What I'm looking at - New Home Sales, sharp pullback, oversold breadth, safe haven sentiment
Here’s what I’m looking at:
New Home Sales
It's important to not forget the bigger picture during stock market pullbacks/corrections such as the one we're experiencing right now. While our prediction that the S&P would make a pullback/correction was correct (the S&P has fallen below the level when we started these predictions), the bigger picture isn't that gloomy. Housing, a key leading sector of the U.S. economy, continues to improve. New Home Sales has risen almost 40% since its low in 2018:
When New Home Sales jumped out of a slump (i.e. New Home Sales slumped in 2018), the S&P's returns over the next year were uniformly positive.
Price Pattern
As Ryan Detrick noted, the S&P has fallen 5 days in a row from an all-time high. The pace of this pullback/correction has been rapid, which isn't surprising given the extreme sentiment readings we'd been covering over the past few weeks/months. With that being said, it isn't very common to see such sharp pullbacks. Historically, this was slightly more bullish than random for the S&P over the next 3 months:
With that being said, there's no guarantee where the market's short term bottom is. The short term is always extremely hard to predict (although "predictions" tend to be perfect with 20/20 hindsight bias!). Fewer than 50% of the S&P 500's members are above their 200 day averages for the first time in more than a year:
When such long uptrends were broken, the S&P often faced weakness over the next week:
Here's the risk:reward table:
Breadth
Wednesday's selling pushed more than 37% of the S&P 1500's members into oversold territory (defined as RSI < 30). When there was such widespread selling in the past, the S&P's short term returns varied significantly. Some cases saw the S&P rebound immediately, whereas other cases saw the S&P fall even more in the short term. But this was mostly bullish from a 3-12 month forward perspective:
Sentiment
Our proxy for the CNN Fear Greed Index is now at 7, even though the S&P is still above its 200 day moving average. This usually led to a bounce for the S&P over the next month:
Safe haven
And lastly, the stock market's selloff has led to investors and traders charging headlong into bonds, pushing Bond Optix to 75. When investors were this optimistic towards bonds in the past, it wasn't a guarantee that bonds would drop immediately. But on a 6 month forward time frame, bonds' performance was worse than random:
How I allocate my assets
Instead of sharing how I manage my own trading portfolio, here's how I allocate all my assets for the sake of full transparency. Some of these percentages are approximate, particularly for private assets (since private assets don't have a value on a day to day basis).
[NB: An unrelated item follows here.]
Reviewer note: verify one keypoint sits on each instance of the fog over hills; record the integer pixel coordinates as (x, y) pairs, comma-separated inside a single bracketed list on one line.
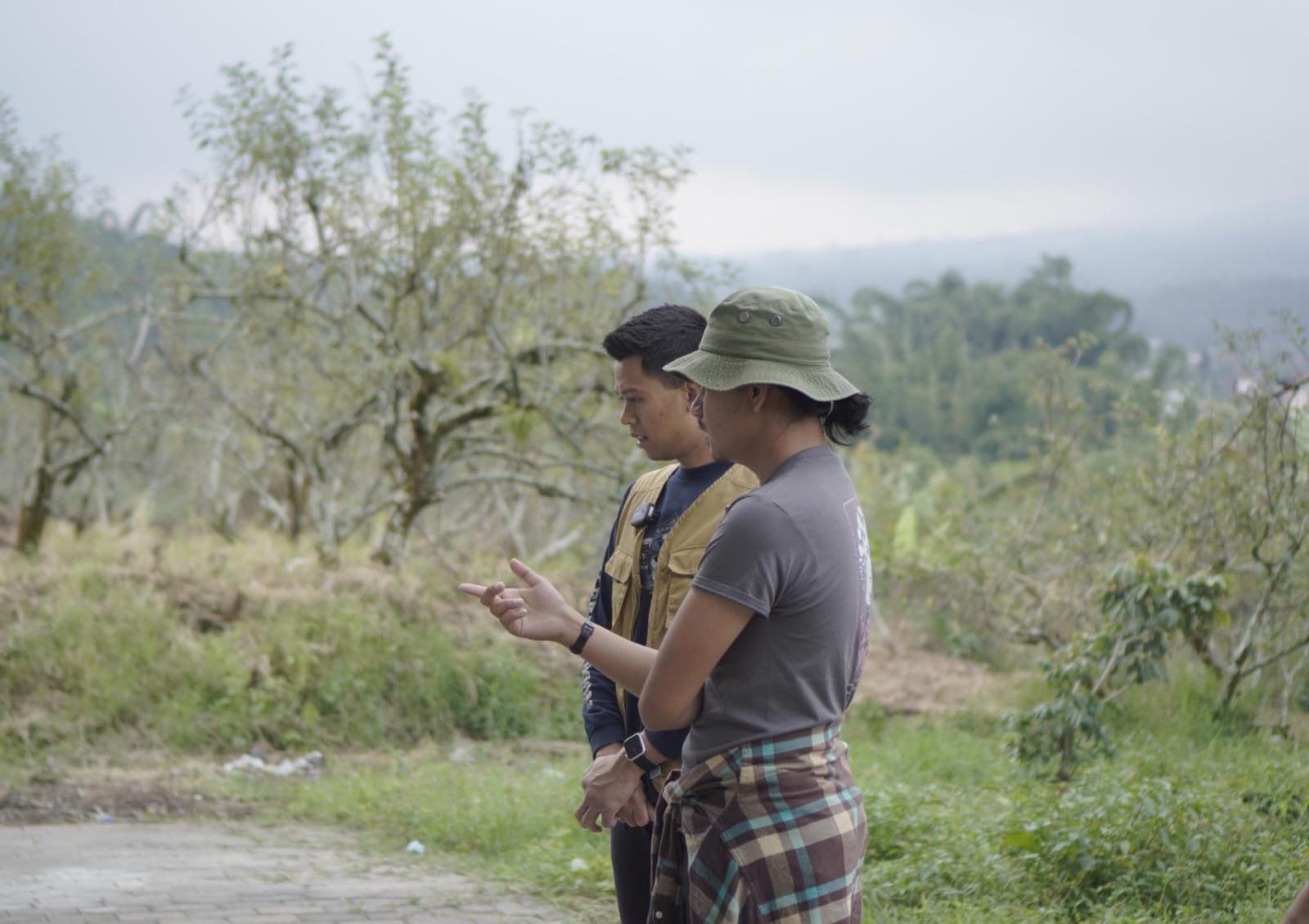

- 40% emerging market real estate.
- 20% trading portfolio. My trading portfolio is allocated 50% in the Macro Index Model and 50% in the Simple Trading Model With Fundamentals. Right now I am 25% long stocks and 75% long bonds.
- 20% is a buy and hold position for the S&P 500 which I won't sell unless I see better opportunities in private markets. This IS NOT a trading position - here I care about the earnings yield. I expect this portion of the portfolio to see weak returns over the next 5-10 years given that valuations are high (and hence earnings yields are low).
- 20% in short term Treasury bond ETFs. This is a temporary placeholder. When opportunities arise I will sell these cash-like instruments to fund private market investments.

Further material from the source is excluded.